FPの相続コラム「子々孫々へ遺す想い」では、相続に関連したお役立ち情報から最新の話題までをお伝えいたします。第39回目のコラムは、遺された配偶者の相続に関連する民法改正についてのお話です。

配偶者の相続に関連する法律が改正されました

2018年7月6日に成立した「民法及び家事事件手続法の一部を改正する法律」により、配偶者が被相続人の相続開始時に居住していた被相続人所有の住居に住み続けることができる制度が新設されました。今回のコラムでは新設された配偶者居住権をはじめとした配偶者に関連する改正内容をお伝えします。

配偶者自身の死亡時まで居住し続けることができる権利が新設されました

配偶者が被相続人の相続開始後も被相続人が所有していた住居に住み続けるには、原則として、その不動産の所有権を配偶者が引き継ぐ必要があります。なぜなら、配偶者以外の人が引き継ぎ、家族仲が悪かったりすると、極端なケースとして、配偶者が追い出されてしまうこともあるからです。しかしながら、配偶者が所有権を引き継ぐことになると、当該不動産の評価額が高いため、現金等の他の財産を引き継げなくなることがあり、その後の生活を圧迫する恐れがありました。

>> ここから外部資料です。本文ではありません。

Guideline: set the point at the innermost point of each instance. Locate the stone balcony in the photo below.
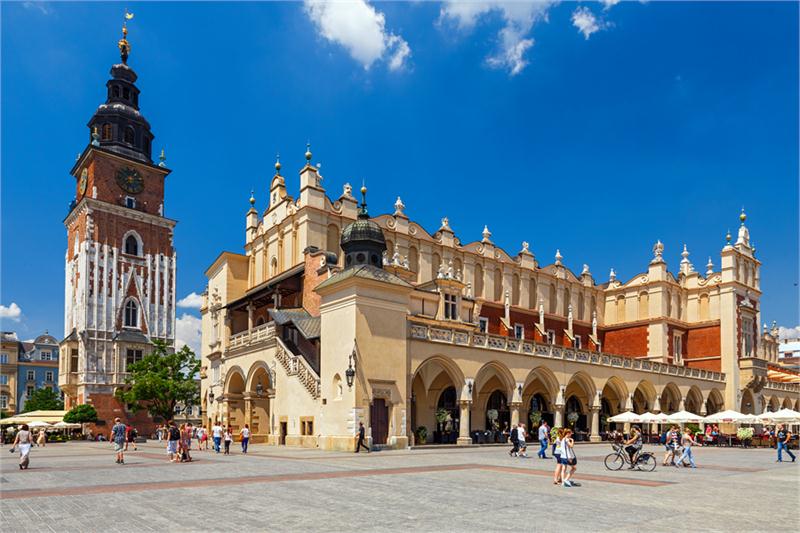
(460, 337)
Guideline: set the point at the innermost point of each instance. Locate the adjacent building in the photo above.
(332, 317)
(120, 263)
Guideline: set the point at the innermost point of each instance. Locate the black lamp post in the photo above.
(350, 373)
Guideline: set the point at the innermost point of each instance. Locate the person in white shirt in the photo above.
(216, 433)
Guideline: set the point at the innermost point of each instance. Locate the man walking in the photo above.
(782, 438)
(118, 437)
(361, 438)
(544, 439)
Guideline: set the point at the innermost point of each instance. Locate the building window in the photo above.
(131, 245)
(131, 314)
(677, 349)
(450, 307)
(132, 356)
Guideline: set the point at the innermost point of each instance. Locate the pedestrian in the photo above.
(118, 437)
(132, 434)
(228, 439)
(783, 437)
(23, 441)
(173, 439)
(523, 447)
(687, 441)
(544, 438)
(557, 456)
(514, 438)
(216, 434)
(245, 436)
(568, 460)
(361, 438)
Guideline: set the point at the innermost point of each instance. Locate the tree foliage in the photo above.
(44, 399)
(161, 381)
(81, 414)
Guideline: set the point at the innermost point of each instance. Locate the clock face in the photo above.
(130, 180)
(82, 183)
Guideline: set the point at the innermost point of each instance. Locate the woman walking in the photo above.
(228, 439)
(687, 441)
(23, 440)
(568, 460)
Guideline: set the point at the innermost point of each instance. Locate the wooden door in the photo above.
(379, 418)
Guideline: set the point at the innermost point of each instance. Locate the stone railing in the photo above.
(251, 337)
(296, 365)
(551, 351)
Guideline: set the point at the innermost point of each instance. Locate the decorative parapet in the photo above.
(550, 351)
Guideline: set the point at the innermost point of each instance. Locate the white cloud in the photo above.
(789, 333)
(514, 38)
(360, 29)
(191, 301)
(12, 312)
(187, 333)
(585, 21)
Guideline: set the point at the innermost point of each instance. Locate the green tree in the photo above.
(81, 414)
(44, 399)
(162, 380)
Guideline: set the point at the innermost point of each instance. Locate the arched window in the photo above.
(131, 245)
(131, 314)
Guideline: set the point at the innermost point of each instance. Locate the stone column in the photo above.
(595, 435)
(514, 413)
(463, 425)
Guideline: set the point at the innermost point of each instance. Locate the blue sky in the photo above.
(595, 128)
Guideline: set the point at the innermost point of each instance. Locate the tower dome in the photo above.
(363, 241)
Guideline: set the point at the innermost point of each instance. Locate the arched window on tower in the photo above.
(131, 245)
(131, 314)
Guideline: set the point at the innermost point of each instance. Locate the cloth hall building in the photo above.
(330, 318)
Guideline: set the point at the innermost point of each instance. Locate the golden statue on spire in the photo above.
(124, 45)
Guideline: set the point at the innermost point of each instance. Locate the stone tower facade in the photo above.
(120, 263)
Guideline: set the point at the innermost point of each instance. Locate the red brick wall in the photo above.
(702, 342)
(631, 342)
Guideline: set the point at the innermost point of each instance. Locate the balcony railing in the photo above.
(551, 351)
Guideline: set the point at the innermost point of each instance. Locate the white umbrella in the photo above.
(730, 417)
(787, 416)
(628, 417)
(682, 417)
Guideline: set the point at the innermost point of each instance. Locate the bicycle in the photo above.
(615, 461)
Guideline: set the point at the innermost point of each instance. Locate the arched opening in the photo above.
(131, 314)
(131, 245)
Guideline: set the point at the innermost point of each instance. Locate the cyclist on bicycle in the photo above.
(634, 445)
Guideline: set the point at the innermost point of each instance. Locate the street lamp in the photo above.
(350, 373)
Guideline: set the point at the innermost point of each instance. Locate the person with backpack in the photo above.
(118, 432)
(173, 438)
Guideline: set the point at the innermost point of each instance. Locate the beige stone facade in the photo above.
(464, 338)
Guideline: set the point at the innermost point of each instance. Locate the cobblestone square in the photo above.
(77, 487)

そこで、従来の所有権よりも評価額の低い居住権が新設されました。配偶者は居住権を引き継ぐことで、これまでどおり居住し続けられると同時に現金等の他の財産も引き継ぎやすくなります。

【居住権の特徴】

  • 配偶者の死亡時または「分割協議」「遺言」で定められた期間まで居住することができます
  • 譲渡はできませんが、建物所有者に居住権を買い取ってもらうことはできます
  • 建物所有者の承諾があれば、居住権を賃貸することもできます
  • 建物の修繕費や補修費などの通常の必要費は配偶者が負担することになります
  • (注)2018年7月13日から2年以内の政令で定める日から施行(施行日前に開始した相続については適用されません)
  • (注)相続税の課税方法や財産評価方法については、2019年度税制改正にて確定する見込みです。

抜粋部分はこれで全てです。